The reason those towns near the glacier calving don't become swamped, is because as big as those chunks of ice are, they're infinitesimally small, compared to the volume of the ocean water they're falling into. The amount they raise the sea level isn't even measurable.
THANKS THANKS.
Yeah.
The Chinese are great on publicity for their doings. Should be very interesting, indeed.

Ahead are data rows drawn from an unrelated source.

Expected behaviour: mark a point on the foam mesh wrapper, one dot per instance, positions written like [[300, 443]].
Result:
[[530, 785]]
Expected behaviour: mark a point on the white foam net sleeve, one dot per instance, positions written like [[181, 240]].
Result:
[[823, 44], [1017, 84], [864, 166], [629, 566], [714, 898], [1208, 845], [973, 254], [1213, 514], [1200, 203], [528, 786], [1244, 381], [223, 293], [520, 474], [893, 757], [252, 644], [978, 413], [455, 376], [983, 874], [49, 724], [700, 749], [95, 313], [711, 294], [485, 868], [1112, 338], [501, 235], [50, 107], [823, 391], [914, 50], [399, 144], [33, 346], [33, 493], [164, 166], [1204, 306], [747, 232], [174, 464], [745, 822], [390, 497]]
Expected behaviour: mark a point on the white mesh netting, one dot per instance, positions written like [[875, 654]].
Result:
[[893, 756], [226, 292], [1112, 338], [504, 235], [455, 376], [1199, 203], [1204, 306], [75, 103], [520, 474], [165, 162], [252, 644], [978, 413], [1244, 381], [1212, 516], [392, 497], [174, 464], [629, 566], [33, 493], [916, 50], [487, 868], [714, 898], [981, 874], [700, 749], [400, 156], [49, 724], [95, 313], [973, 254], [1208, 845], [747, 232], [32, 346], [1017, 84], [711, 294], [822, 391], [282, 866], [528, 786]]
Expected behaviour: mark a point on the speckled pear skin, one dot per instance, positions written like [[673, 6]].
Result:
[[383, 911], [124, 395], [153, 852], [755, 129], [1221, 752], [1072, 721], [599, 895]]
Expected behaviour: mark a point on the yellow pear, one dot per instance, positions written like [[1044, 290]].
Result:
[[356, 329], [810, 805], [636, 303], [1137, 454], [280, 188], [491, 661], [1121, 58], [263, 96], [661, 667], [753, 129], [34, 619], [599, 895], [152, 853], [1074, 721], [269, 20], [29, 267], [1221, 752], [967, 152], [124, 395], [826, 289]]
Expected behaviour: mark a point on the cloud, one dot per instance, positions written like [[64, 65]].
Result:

Here’s what I found on a search from one of the first sites that came up. Seems to sound about right from other things I recall:
The main ice covered landmass is Antarctica at the South Pole, with about 90 percent of the world’s ice (and 70 percent of its fresh water). Antarctica is covered with ice an average of 2,133 meters (7,000 feet) thick. If all of the Antarctic ice melted, sea levels around the world would rise about 61 meters (200 feet). But the average temperature in Antarctica is -37°C, so the ice there is in no danger of melting. In fact in most parts of the continent it never gets above freezing.
At the other end of the world, the North Pole, the ice is not nearly as thick as at the South Pole. The ice floats on the Arctic Ocean. If it melted sea levels would not be affected.
There is a significant amount of ice covering Greenland, which would add another 7 meters (20 feet) to the oceans if it melted. Because Greenland is closer to the equator than Antarctica, the temperatures there are higher, so the ice is more likely to melt.
But there might be a less dramatic reason than polar ice melting for the higher ocean level — the higher temperature of the water. Water is most dense at 4 degrees Celsius. Above and below this temperature, the density of water decreases (the same weight of water occupies a bigger space). So as the overall temperature of the water increases it naturally expands a little bit making the oceans rise.